Calculate ROT bandwidth
Description
Calculate the ROT bandwidth either from a data frame, or from p and n.
Usage
ROT(x, y = NULL)
Arguments
x |
the number of variables (if y is missing), or a data frame or a matrix (if y is not missing). |
y |
the number of observations. If y is missing, x should be the data matrix. |
Details
IMPORTANT NOTE: The standard deviation of each variable is omitted in this formula.
Value
ROT bandwidth.
Fast Clustering Using Adaptive Density Peak Detection
Description
Clustering of data by finding cluster centers from estimated density peaks.

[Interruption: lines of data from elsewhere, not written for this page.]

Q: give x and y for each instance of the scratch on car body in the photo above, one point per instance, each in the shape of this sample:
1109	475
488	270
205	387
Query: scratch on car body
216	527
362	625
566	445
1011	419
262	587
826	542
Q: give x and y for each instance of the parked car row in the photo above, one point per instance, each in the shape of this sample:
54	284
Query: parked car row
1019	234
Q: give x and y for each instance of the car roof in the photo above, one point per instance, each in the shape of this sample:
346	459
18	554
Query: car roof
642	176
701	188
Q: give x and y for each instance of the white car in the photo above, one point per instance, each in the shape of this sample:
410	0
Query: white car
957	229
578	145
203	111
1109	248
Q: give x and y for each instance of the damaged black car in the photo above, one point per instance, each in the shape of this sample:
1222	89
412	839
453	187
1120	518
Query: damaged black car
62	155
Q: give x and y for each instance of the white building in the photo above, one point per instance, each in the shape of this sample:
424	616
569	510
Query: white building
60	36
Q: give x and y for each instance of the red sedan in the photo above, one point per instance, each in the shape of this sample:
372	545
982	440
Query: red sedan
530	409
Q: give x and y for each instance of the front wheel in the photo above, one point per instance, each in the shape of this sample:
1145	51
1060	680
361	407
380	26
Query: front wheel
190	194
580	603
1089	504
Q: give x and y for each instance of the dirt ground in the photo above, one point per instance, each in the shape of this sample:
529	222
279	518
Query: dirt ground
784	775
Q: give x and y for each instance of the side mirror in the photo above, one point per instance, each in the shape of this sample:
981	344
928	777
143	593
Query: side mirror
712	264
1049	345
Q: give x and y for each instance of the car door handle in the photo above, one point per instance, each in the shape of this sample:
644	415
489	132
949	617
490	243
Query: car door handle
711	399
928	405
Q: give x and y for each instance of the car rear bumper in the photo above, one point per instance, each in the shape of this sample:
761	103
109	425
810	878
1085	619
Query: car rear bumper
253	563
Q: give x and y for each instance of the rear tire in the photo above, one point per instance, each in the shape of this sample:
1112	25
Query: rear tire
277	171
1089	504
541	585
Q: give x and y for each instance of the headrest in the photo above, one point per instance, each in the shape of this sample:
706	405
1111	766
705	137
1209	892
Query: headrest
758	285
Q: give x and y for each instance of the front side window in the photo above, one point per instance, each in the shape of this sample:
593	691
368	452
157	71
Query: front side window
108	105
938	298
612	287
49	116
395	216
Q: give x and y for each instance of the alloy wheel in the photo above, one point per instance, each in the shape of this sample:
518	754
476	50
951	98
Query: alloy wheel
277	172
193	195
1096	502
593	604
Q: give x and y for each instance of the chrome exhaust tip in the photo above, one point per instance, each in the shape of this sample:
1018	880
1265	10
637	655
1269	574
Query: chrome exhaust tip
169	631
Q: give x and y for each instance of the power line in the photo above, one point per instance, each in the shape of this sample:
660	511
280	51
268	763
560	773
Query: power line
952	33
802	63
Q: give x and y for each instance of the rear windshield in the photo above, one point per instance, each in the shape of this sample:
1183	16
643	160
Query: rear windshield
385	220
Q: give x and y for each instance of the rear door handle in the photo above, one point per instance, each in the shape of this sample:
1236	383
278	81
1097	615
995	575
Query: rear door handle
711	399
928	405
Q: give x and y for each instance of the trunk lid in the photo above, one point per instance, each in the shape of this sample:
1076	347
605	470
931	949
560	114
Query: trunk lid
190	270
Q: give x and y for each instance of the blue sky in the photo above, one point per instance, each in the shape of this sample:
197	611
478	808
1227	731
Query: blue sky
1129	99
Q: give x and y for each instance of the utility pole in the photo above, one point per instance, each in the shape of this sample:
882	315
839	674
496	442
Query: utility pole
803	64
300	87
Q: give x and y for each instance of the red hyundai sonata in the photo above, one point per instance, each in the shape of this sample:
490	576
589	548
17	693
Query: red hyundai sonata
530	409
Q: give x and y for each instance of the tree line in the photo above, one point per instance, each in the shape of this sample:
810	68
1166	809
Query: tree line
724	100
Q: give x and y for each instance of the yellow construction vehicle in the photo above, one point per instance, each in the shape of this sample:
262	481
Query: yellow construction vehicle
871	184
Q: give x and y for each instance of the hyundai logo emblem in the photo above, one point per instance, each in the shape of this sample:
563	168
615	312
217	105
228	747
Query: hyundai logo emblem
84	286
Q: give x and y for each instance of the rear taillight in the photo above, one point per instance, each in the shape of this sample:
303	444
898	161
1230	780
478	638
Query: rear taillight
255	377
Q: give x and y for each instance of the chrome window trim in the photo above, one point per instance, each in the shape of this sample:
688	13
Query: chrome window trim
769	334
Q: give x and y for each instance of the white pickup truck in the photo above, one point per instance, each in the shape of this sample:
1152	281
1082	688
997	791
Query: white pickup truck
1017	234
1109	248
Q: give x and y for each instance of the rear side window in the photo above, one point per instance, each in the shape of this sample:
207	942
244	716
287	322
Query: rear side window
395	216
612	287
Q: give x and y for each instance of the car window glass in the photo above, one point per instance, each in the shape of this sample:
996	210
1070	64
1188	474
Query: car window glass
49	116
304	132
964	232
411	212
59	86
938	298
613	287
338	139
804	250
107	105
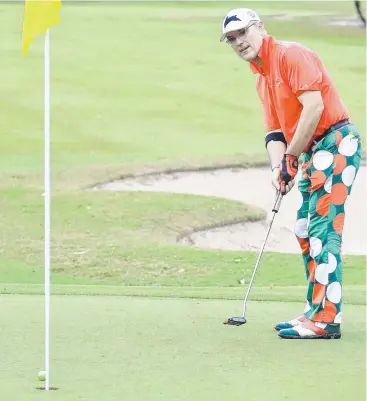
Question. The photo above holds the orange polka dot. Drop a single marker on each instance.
(328, 314)
(311, 269)
(318, 293)
(318, 179)
(340, 162)
(339, 193)
(305, 245)
(323, 205)
(338, 137)
(338, 223)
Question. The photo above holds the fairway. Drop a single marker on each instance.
(115, 348)
(140, 88)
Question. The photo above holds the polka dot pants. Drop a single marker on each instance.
(328, 173)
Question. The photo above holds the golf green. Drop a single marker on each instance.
(113, 348)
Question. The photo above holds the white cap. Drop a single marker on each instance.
(238, 18)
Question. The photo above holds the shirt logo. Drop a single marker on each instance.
(232, 18)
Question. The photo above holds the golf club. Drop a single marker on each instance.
(239, 321)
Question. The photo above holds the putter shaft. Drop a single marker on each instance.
(275, 211)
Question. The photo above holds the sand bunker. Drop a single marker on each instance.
(251, 186)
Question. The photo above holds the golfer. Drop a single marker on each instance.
(304, 116)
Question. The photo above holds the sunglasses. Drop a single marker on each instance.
(241, 35)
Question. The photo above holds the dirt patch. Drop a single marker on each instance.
(251, 186)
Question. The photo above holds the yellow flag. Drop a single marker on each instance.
(39, 15)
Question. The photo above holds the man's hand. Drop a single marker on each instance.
(287, 172)
(275, 180)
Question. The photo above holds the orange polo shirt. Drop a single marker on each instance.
(288, 70)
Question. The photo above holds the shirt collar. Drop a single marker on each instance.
(264, 54)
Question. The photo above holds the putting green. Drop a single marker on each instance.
(115, 348)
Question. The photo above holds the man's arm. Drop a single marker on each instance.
(313, 107)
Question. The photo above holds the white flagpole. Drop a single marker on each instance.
(47, 204)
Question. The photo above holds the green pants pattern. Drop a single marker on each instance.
(328, 173)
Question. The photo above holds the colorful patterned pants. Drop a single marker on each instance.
(328, 173)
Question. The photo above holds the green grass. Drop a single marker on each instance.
(144, 349)
(194, 106)
(142, 87)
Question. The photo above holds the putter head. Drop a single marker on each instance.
(235, 321)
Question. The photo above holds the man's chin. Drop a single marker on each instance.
(248, 57)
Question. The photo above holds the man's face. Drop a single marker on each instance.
(247, 42)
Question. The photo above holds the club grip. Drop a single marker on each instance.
(277, 202)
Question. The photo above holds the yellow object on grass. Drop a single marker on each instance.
(39, 16)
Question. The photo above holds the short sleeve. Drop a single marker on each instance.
(303, 70)
(270, 116)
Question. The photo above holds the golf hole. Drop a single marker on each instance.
(49, 389)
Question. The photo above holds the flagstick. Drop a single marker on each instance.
(47, 205)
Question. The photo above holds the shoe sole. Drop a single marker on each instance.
(334, 336)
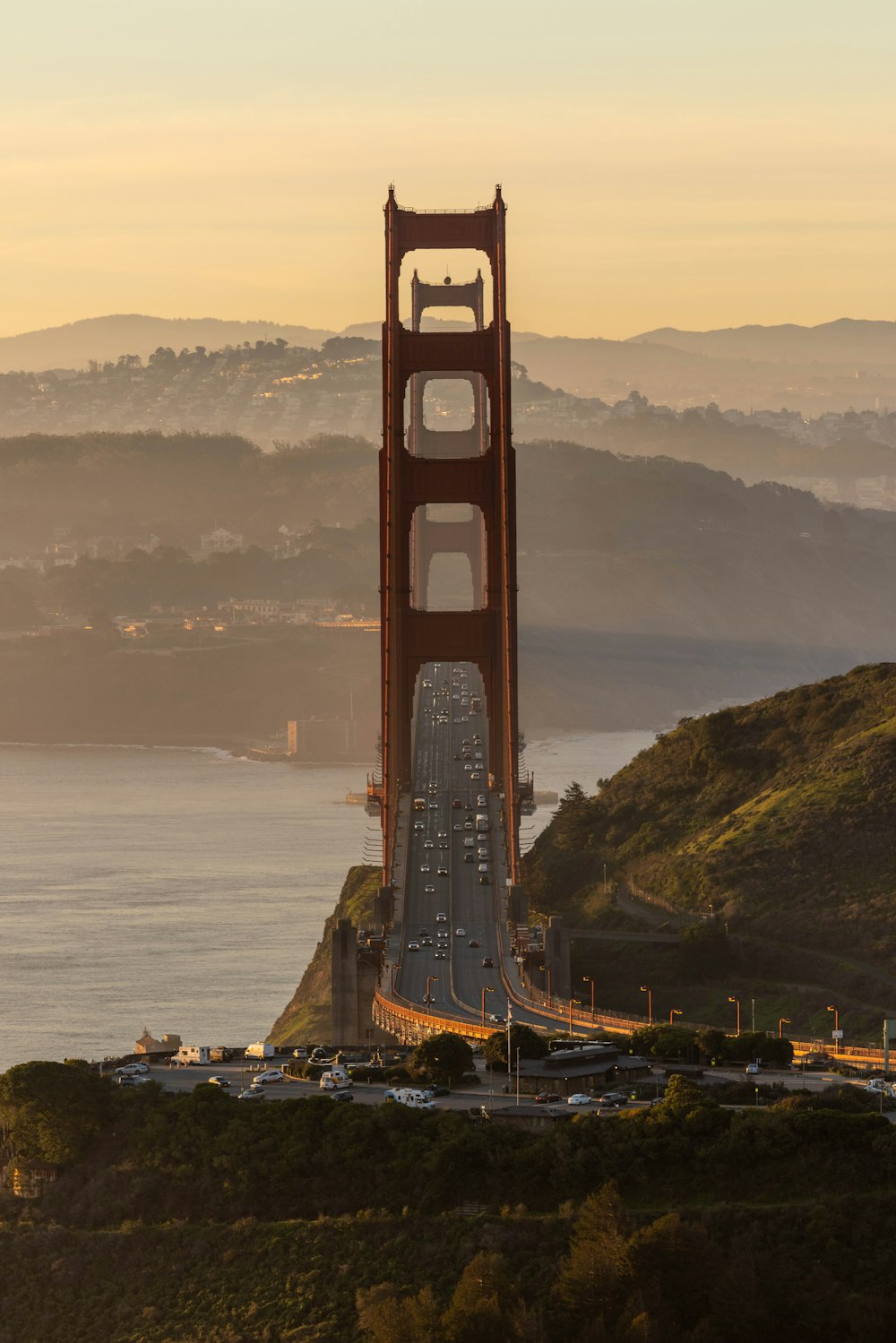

ADPclust is a non-iterative procedure that incorporates multivariate Gaussian density estimation. The number of clusters as well as bandwidths can either be selected by the user or selected automatically through an internal clustering criterion.
Usage
adpclust(x = NULL, distm = NULL, p = NULL, centroids = "auto",
h = NULL, htype = "amise", nclust = 2:10, ac = 1, f.cut = c(0.1,
0.2, 0.3), fdelta = "mnorm", dmethod = "euclidean", draw = FALSE)
Arguments
x |
numeric data frame where rows are observations and columns are variables. One of x and distm must be provided. |
distm |
distance matrix of class 'dist'. distm is ignored if x is given. |
p |
number of variables (ncol(x)). This is only needed if neither x nor h is given. |
centroids |
character string specifying how cluster centroids are selected. Valid options are "user" and "auto". |
h |
nonnegative number specifying the bandwidth in density estimation. If h is NULL, the algorithm attempts to find h in a neighborhood centered at either the AMISE bandwidth or ROT bandwidth (see htype). |
htype |
character string specifying the method used to calculate a reference bandwidth for the density estimation. htype is ignored if h is given. Valid options of are "ROT" and "AMISE" (see details). |
nclust |
integer, or a vector of integers specifying the pool of the number of clusters in automatic variation. The default is 2:10. |
ac |
integer indicating which automatic cut method is used. This is ignored if centroids = 'user'. The valid options are:
|
f.cut |
number between (0, 1) or numeric vector of numbers between (0, 1). f.cut is used when centroids = "auto" and ac = 1 to automatically select cluster centroids from the decision plot (see ac). The default is c(0.1, 0.2, 0.3). |
fdelta |
character string that specifies the method used to estimate local density f(x) at each data point x. The default (recommended) is "mnorm" that uses a multivariate Gaussian density estimation to calculate f. Other options are listed below. Here 'distm' denotes the distance matrix.
|
dmethod |
character string that is passed to the 'method' argument in function dist(), which is used to calculate the distance matrix if 'distm' is not given. The default is "euclidean". |
draw |
boolean. If draw = TRUE the clustering result is plotted after the algorithm finishes. The plot is produced by by plot.adpclust(ans), where 'ans' is the outcome of 'adpclust()' |
Details
Given n data points x's in p dimensions, adpclust() calculates f(x) and delta(x) for each data point x, where f(x) is the local density at x, and delta(x) is the shortest distance between x and y for all y such that f(x) <= f(y). Data points with large f and large delta values are labeled class centroids. In other words, they appear as isolated points in the upper right corner of the f vs. delta plot (the decision plot). After cluster centroids are determined, other data points are clustered according to their distances to the closes centroids.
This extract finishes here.